Non dedica particolare attenzione all'illuminazione dei suoi set: "Uso solo la luce del sole e non faccio modifiche in sede di post produzione. Non so neanche usare Photoshop", ride.

I suoi scatti sono naturali, spesso realizzati con obiettivi basic: "Le diversità che racconto vengono fuori spontanemente con la luce naturale che entra dalle finestre e si spalma sulle forme "imperfette" dei corpi che ho di fronte, cerco donne con un vissuto importante, che traspare dalla loro pelle".

Non è la sua prima esperienza. L'ultimo lavoro di Egle era stato esposto alla Pinacoteca Contini, qualche anno fa. "Free to be free" era il titolo. Era la storia per immagini di una serie di coppie omosessuali, sempre inserite in teatrini molto curati, tra divanetti e broccati. È stata la sua prima grande provocazione: un lavoro che aveva avuto un impatto forte nella piccola Oristano.

"La provocazione è sempre un inizio - spiega - e anche in questo lavoro c'è provocazione. Provocazione legata alla ribellione nei confronti di uno stereotipo femminile nel quale nessuna donna vera si riconosce. Le mie donne sono diverse, il loro corpo è foggiato dai loro percorsi. Tutte scolpite dalle loro passioni, dalle loro esperienze. Tutte splendide nelle loro curve".

Un tripudio di luci e ombre che riempie gli occhi.

Il lavoro di Egle Picozzi è ancora inedito. Ha pubblicato qualche scatto sulla sua pagina Facebook, ma la raccolta non è ancora stata esposta.
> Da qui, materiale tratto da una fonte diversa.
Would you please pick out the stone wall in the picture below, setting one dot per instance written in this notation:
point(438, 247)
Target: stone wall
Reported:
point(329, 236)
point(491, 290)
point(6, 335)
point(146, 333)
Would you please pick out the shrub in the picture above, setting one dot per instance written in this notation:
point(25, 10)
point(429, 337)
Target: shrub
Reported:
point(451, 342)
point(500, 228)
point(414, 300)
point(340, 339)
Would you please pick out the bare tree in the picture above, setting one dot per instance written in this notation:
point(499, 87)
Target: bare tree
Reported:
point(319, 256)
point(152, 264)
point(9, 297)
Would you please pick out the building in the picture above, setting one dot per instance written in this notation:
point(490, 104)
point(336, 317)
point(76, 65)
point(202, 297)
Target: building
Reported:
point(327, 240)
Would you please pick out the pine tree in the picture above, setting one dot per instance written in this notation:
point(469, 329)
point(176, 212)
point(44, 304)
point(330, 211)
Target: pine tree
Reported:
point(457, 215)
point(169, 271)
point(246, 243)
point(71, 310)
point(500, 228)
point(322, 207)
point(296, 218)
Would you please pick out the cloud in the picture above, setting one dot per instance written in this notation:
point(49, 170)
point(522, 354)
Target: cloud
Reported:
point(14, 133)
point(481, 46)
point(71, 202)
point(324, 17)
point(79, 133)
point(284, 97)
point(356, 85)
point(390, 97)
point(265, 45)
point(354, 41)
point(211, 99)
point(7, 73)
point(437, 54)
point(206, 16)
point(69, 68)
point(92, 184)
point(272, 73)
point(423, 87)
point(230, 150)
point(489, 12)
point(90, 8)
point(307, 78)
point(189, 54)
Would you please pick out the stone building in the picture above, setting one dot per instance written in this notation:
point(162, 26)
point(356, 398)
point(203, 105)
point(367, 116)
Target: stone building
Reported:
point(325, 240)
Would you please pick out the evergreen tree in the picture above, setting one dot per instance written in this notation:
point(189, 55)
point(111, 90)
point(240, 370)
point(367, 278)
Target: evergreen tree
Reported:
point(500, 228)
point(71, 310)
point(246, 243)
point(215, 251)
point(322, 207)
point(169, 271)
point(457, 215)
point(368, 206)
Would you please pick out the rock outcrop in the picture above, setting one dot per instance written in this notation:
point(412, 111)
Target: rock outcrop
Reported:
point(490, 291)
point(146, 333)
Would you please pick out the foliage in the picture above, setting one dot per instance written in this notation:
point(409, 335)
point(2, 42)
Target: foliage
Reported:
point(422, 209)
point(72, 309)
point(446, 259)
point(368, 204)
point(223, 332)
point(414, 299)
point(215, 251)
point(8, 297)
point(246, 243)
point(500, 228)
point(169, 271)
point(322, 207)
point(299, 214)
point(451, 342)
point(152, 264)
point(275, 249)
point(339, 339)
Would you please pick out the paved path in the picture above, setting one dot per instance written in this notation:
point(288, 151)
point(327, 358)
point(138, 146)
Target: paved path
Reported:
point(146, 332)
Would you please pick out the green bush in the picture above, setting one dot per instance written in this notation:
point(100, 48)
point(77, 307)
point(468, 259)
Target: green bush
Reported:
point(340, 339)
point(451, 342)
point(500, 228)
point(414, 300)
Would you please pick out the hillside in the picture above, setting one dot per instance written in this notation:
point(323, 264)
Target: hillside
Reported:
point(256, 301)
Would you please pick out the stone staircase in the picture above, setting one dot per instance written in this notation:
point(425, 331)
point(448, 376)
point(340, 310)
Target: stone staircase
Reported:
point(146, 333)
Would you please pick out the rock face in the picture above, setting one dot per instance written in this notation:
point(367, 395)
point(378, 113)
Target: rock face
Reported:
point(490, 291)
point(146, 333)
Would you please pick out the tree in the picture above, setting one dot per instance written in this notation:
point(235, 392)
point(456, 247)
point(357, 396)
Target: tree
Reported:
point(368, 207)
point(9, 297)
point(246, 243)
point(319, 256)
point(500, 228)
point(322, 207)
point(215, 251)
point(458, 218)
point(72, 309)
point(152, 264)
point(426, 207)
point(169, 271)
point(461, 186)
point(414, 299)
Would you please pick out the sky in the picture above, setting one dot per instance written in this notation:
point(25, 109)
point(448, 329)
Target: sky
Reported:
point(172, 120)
"La pandemia mi ha fermato, non era possibile andare avanti, sto riprendendo ora, un po' a fatica, perché non è facile trovare soggetti disposti a mettersi così a nudo".

Ma neppure durante il lock down Egle ha rinunciato al suo lavoro. "Non avevo altre modelle all'infuori di me e mi sono "usata" per una serie di autoritratti legati ad opere d'arte. Non ho inventato niente - tiene a precisare - mi sono solo ispirata a tanti lavori simili che girano sul web: ho preso delle opere d'arte e le ho ricostruite nei miei "soliti" teatrini: io/Frida Kalo; io /Donna dall'orecchino di perla; io/ Tamara de Lempicka; io / Klimt".

Un altro lavoro eccellente, fatto in sordina, che ha già attirato l'attenzione del sito dei musei reali di Torino.